指示4 右側は震災後の写真です。左の写真と比べて分かったこと,気がついたこと,思ったことをノートに書きます。
同じく,番号をつけて箇条書きにさせる。
”比べて”というところに注意させる。
しばらくして発表させる。
どの意見も認める。
指示5 写真の説明をみんなで読みます。さん,はい。
「震災後,災害に強く,住みやすいまちをつくるために,道路を広くしたり,公園をつくったりするなどの再開発が行われました。そのさい,地域の住民の土地の一部が収用されたり,代わりの土地と交換されたりしました。」
教科書をきちんと持っている生徒,姿勢の良い生徒をほめる。
声がそろわないときは読み直しをさせる。
発問5 右の写真のように,震災後,道路を広くしたり公園をつくったりしたのは何のためですか。

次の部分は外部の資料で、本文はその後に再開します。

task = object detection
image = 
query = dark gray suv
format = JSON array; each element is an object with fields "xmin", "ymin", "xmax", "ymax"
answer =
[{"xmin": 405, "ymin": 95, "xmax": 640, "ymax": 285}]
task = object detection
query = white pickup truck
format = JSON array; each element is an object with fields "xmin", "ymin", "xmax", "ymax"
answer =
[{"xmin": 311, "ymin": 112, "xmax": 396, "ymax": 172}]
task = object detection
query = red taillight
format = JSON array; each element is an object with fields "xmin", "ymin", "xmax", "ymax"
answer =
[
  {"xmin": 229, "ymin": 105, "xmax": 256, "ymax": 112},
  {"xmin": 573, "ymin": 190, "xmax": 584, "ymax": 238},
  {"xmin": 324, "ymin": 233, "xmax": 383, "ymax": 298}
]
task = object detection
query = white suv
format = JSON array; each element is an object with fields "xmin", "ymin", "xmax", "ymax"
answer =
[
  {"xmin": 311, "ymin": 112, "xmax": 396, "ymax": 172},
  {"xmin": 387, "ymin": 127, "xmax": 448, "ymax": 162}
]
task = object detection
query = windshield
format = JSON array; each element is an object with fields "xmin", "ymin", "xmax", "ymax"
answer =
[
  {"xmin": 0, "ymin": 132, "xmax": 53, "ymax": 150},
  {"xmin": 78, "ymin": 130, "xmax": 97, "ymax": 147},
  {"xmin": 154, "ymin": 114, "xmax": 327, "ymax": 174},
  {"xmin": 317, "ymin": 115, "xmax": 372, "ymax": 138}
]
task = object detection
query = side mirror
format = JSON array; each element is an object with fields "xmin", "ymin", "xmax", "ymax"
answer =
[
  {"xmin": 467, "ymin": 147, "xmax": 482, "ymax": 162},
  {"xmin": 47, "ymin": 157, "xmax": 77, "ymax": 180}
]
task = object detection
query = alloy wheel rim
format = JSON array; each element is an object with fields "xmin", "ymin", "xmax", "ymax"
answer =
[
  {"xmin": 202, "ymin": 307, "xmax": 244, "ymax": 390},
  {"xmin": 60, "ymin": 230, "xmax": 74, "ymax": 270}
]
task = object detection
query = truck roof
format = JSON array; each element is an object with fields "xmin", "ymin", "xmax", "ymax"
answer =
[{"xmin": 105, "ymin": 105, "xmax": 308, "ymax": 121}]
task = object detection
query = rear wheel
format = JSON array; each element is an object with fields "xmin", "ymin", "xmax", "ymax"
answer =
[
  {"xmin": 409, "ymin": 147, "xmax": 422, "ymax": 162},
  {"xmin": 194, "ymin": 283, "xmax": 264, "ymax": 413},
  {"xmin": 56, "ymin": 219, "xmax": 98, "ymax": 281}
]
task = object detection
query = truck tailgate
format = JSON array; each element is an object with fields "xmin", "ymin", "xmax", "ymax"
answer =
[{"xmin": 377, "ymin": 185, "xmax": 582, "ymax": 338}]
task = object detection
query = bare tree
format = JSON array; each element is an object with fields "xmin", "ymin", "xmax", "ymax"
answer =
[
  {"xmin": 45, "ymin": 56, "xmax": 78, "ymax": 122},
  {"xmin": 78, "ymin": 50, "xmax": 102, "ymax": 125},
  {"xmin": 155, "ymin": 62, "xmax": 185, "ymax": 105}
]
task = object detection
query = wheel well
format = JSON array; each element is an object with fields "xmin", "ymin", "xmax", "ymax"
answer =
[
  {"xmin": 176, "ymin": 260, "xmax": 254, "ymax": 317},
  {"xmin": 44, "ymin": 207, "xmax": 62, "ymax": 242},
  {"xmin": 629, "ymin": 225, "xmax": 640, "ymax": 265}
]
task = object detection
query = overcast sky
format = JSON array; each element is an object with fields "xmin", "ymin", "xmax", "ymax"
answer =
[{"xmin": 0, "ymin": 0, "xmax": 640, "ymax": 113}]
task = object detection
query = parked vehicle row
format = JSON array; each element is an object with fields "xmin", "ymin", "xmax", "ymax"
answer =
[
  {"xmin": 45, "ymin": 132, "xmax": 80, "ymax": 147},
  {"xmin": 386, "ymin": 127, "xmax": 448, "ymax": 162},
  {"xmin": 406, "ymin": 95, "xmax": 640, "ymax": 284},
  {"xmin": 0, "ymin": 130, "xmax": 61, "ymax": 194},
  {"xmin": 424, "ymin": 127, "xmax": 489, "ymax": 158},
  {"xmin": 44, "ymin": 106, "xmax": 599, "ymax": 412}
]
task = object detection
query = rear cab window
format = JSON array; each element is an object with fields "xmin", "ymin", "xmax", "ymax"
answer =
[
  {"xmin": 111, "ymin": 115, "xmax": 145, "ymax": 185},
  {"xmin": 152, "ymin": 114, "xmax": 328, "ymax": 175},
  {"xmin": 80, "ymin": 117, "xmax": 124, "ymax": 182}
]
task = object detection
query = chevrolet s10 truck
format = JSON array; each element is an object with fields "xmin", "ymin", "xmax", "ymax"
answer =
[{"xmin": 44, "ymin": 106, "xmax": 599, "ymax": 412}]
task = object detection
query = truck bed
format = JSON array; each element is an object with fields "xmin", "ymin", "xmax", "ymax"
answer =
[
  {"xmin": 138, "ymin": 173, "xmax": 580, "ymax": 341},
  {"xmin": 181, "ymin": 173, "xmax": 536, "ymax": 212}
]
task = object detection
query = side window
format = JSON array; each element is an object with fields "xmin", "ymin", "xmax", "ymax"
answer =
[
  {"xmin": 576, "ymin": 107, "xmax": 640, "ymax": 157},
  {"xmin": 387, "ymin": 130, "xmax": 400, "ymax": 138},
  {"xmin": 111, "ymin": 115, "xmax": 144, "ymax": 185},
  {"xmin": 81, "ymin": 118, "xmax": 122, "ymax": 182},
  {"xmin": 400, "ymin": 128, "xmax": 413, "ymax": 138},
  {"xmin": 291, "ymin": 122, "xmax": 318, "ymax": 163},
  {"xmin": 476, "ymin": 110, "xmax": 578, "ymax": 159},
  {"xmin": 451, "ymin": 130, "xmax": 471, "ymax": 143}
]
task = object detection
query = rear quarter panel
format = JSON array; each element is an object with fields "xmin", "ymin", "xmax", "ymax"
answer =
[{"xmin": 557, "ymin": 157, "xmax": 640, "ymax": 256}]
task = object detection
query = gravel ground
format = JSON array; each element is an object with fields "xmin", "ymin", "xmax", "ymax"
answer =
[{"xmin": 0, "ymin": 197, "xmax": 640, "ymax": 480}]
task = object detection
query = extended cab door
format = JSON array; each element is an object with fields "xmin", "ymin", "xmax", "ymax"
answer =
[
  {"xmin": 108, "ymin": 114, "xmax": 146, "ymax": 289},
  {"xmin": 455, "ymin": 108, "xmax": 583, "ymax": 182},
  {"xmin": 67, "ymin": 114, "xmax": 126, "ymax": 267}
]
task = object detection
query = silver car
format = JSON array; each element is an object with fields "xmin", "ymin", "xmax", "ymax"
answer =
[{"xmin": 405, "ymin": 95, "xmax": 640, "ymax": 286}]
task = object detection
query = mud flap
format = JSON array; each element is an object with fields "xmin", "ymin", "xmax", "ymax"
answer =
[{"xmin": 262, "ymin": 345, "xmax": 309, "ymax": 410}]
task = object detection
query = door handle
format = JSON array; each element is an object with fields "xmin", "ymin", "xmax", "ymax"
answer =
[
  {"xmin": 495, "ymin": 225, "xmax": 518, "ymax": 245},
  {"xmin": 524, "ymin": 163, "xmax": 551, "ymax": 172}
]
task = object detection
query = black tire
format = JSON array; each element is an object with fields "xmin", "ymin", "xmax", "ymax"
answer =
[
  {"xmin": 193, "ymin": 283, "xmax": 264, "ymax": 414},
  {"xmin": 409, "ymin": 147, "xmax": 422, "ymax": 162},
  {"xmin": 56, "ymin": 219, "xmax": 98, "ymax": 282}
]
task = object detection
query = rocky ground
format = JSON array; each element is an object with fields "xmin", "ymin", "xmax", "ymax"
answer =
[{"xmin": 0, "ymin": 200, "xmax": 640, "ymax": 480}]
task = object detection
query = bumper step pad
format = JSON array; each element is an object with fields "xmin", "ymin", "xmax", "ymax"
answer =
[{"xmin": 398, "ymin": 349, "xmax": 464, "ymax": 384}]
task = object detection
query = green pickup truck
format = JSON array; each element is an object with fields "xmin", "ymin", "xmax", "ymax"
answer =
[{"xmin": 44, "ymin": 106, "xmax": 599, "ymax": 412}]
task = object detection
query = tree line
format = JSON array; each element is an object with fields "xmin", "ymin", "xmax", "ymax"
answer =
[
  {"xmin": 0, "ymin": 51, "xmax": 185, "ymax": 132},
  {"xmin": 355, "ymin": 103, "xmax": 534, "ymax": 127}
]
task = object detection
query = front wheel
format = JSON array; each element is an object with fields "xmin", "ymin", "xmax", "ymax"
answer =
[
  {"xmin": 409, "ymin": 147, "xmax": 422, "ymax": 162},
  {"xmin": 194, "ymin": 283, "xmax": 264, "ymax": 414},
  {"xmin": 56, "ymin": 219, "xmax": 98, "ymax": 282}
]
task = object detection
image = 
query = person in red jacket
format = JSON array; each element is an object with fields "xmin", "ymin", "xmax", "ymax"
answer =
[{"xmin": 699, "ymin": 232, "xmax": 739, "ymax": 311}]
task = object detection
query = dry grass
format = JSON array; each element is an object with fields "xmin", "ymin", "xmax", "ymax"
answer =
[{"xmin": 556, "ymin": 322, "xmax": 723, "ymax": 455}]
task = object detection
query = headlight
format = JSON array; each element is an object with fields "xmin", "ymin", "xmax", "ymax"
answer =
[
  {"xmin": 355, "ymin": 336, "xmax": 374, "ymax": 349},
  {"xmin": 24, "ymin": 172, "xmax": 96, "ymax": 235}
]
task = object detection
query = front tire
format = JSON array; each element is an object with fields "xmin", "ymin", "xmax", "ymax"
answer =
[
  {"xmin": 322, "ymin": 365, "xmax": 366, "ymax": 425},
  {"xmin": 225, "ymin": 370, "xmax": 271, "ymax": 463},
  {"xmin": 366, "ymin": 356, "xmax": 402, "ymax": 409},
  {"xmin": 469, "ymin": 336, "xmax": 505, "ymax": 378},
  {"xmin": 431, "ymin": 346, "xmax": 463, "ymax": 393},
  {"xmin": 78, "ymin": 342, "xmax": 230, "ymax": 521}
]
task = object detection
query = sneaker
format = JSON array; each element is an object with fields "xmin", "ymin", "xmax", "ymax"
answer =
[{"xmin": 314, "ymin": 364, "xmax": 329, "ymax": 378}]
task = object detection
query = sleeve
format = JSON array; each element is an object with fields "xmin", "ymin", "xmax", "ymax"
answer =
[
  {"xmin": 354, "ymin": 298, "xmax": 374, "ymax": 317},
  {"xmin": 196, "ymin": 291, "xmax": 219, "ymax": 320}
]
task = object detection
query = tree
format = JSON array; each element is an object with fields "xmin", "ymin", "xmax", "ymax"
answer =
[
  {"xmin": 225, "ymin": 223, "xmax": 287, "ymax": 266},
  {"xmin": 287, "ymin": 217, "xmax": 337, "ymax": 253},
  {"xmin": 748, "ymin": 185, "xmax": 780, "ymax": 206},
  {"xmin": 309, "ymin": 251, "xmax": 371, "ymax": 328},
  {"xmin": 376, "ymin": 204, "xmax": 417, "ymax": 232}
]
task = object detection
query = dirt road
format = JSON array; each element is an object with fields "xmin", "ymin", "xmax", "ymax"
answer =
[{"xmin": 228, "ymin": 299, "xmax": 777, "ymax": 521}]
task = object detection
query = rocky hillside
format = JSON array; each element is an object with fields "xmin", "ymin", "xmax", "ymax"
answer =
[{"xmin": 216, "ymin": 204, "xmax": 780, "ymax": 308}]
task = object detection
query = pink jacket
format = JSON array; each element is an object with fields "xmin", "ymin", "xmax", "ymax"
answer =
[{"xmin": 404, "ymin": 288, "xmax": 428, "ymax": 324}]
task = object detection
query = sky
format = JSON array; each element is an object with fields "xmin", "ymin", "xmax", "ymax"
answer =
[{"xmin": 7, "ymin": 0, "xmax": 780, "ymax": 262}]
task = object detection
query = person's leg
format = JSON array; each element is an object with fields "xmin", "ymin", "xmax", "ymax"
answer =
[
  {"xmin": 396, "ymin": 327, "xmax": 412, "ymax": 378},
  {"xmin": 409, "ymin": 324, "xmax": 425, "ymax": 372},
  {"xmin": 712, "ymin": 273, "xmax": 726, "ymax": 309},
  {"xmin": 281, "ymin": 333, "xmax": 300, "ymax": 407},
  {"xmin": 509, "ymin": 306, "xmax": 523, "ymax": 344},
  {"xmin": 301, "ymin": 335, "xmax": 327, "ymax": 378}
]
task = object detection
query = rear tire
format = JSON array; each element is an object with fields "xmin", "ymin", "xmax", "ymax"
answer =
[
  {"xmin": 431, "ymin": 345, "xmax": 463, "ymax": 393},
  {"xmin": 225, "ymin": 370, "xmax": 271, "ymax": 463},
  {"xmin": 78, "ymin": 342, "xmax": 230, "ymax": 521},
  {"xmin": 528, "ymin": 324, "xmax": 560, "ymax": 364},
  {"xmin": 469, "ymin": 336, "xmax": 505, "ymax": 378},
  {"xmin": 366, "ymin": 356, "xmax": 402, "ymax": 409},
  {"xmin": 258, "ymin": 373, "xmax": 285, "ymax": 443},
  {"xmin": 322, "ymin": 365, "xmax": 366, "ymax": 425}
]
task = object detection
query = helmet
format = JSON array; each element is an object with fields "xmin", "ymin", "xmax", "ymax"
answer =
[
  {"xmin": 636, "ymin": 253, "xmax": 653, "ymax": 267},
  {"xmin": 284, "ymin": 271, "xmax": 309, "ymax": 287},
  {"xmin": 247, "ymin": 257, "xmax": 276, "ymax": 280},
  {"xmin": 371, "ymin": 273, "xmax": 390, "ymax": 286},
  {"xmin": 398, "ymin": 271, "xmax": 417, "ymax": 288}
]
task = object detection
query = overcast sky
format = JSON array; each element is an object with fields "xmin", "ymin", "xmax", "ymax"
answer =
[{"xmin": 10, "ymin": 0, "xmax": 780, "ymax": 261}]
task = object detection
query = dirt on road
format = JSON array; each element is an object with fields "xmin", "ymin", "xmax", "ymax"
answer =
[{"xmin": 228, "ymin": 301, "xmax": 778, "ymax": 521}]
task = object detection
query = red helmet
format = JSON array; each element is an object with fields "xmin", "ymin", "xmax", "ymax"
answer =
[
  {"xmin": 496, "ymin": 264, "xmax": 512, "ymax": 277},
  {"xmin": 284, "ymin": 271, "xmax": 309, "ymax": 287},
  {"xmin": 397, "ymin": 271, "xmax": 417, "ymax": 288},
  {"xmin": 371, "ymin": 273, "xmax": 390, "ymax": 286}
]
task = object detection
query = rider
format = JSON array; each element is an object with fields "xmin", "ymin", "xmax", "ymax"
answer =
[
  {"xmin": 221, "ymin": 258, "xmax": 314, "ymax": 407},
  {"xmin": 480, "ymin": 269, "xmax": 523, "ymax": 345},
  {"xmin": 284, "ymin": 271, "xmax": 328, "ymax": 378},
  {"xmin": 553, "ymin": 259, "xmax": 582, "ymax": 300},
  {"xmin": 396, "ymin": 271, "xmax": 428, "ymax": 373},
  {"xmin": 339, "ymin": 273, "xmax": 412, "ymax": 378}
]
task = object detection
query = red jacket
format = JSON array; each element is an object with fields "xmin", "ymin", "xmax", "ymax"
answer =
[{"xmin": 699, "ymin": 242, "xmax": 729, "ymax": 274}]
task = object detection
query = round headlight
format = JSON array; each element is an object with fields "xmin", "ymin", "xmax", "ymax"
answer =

指示6 今読んだところから見つけて鉛筆で線を引きなさい。
ミニ定規を使っている生徒をほめる。
「何の”ため”と聞いているのだから,語尾は何になりますか。」
などとヒントを与える。
普段から繰り返し言っているので,生徒はすぐに「”ため”です。」と答える。
数人を指名する。
答えが「災害に強く,住みやすいまちをつくるため」であることを確認する。
発問6 そのさい,どんなことが行われましたか。
指示7 2つ目の文章から見つけてノートに書きなさい。一つ書いたら見せに来ます。
早く書いた生徒に板書させる。
「地域の住民の土地の一部が収用された」
「地域の住民の土地の一部が代わりの土地と交換された」
この二つの板書がすむまで,ノートをチェックする。
一つ目ができた生徒は二つ目を書かせる。二つ目も書いたら持ってこさせる。
二つ目も見せに来て,なお時間がある生徒には教科書を小さい声で音読させておく。
説明1 「収用」とは,国や地方公共団体が個人の財産を強制的に取得することです。
自分の土地を,強制的に立ち退かなくてはいけない状況を想像させる。
発問7 国に自分の土地を強制的に取り上げられることは,憲法に違反しないのですか。
指示8 違反するという人は×,違反しないという人は○をノートに書きなさい。
挙手で確認する。
それぞれの意見の理由を数名にたずねる。
説明2 正解は○です。きちんと憲法に根拠となる言葉があります。
発問8 憲法ではこの根拠を,どのような言葉で表していますか。
指示9 本文3行目からあとの部分でその言葉を見つけて,赤○で囲みなさい。
重要語句は太文字になっている。
太文字の語句は必ず赤でチェックしているので,
「とっても簡単ですね。」
などと言ってヒントを与える。
指示10 分かった人はみんなで,さん,はい。
正解は「公共の福祉」であることを確認する。
指示11 ノートに赤で「公共の福祉」と書きなさい。
黒板には教師が書く。
指示12 できた人から,本文を声に出して読みます。
教科書P56の3行目から,教師が読む。書いた生徒から一緒に読んでいく。
全員がノートに書いたことを確認して,もう一度全員で本文を読ませる。
最後に,重要語句を声に出して確認させる。
発問9 日本国憲法には,個人の人権の限界を何という言葉で書いてありますか。